Today I was positively surprised by the fact that while reading data from a data file (for example) pandas is able to recognize types of values:
df = pandas.read_csv('test.dat', delimiter=r"\s+", names=['col1','col2','col3'])
For example it can be checked in this way:
for i, r in df.iterrows():
print type(r['col1']), type(r['col2']), type(r['col3'])
In particular integer, floats and strings were recognized correctly. However, I have a column that has dates in the following format: 2013-6-4
. These dates were recognized as strings (not as python date-objects). Is there a way to "learn" pandas to recognized dates?
When merging two columns into a single datetime column, the accepted answer generates an error (pandas version 0.20.3), since the columns are sent to the date_parser function separately.
The following works:
def dateparse(d,t):
dt = d + " " + t
return pd.datetime.strptime(dt, '%d/%m/%Y %H:%M:%S')
df = pd.read_csv(infile, parse_dates={'datetime': ['date', 'time']}, date_parser=dateparse)

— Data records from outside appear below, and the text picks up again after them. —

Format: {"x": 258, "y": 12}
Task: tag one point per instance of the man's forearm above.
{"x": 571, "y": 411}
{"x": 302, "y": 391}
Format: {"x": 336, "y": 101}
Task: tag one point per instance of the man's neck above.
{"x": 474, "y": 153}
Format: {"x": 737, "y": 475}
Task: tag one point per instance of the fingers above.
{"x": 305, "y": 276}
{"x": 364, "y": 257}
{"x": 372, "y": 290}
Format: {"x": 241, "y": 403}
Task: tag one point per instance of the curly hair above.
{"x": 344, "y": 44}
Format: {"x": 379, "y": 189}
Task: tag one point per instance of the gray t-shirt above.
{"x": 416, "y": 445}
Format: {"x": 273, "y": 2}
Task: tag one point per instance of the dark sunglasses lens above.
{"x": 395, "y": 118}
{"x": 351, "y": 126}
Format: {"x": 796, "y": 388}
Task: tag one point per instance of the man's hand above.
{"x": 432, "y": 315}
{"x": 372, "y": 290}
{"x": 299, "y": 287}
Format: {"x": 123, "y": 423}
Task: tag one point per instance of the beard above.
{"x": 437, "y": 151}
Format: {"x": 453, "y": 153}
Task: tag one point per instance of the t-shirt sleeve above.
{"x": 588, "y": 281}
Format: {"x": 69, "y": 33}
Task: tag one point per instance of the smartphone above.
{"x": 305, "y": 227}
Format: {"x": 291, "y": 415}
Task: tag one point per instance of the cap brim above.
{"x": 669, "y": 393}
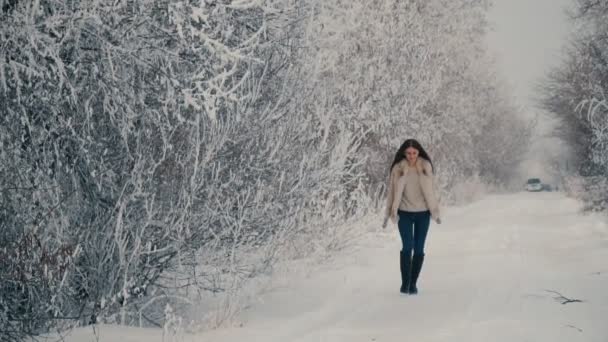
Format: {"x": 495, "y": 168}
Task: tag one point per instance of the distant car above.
{"x": 534, "y": 184}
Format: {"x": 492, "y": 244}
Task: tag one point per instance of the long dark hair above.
{"x": 400, "y": 155}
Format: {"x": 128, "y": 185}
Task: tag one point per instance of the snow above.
{"x": 488, "y": 276}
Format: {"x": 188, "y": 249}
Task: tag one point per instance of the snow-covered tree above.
{"x": 576, "y": 92}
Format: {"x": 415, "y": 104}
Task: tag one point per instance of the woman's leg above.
{"x": 421, "y": 228}
{"x": 406, "y": 226}
{"x": 406, "y": 231}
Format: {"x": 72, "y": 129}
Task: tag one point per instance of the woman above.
{"x": 411, "y": 203}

You could use pandas.to_datetime()
as recommended in the documentation for pandas.read_csv()
:
If a column or index contains an unparseable date, the entire column or index will be returned unaltered as an object data type. For non-standard datetime parsing, use
pd.to_datetime
afterpd.read_csv
.
Demo:
>>> D = {'date': '2013-6-4'}
>>> df = pd.DataFrame(D, index=[0])
>>> df
date
0 2013-6-4
>>> df.dtypes
date object
dtype: object
>>> df['date'] = pd.to_datetime(df.date, format='%Y-%m-%d')
>>> df
date
0 2013-06-04
>>> df.dtypes
date datetime64[ns]
dtype: object
In addition to what the other replies said, if you have to parse very large files with hundreds of thousands of timestamps, date_parser
can prove to be a huge performance bottleneck, as it's a Python function called once per row. You can get a sizeable performance improvements by instead keeping the dates as text while parsing the CSV file and then converting the entire column into dates in one go:
# For a data column
df = pd.read_csv(infile, parse_dates={'mydatetime': ['date', 'time']})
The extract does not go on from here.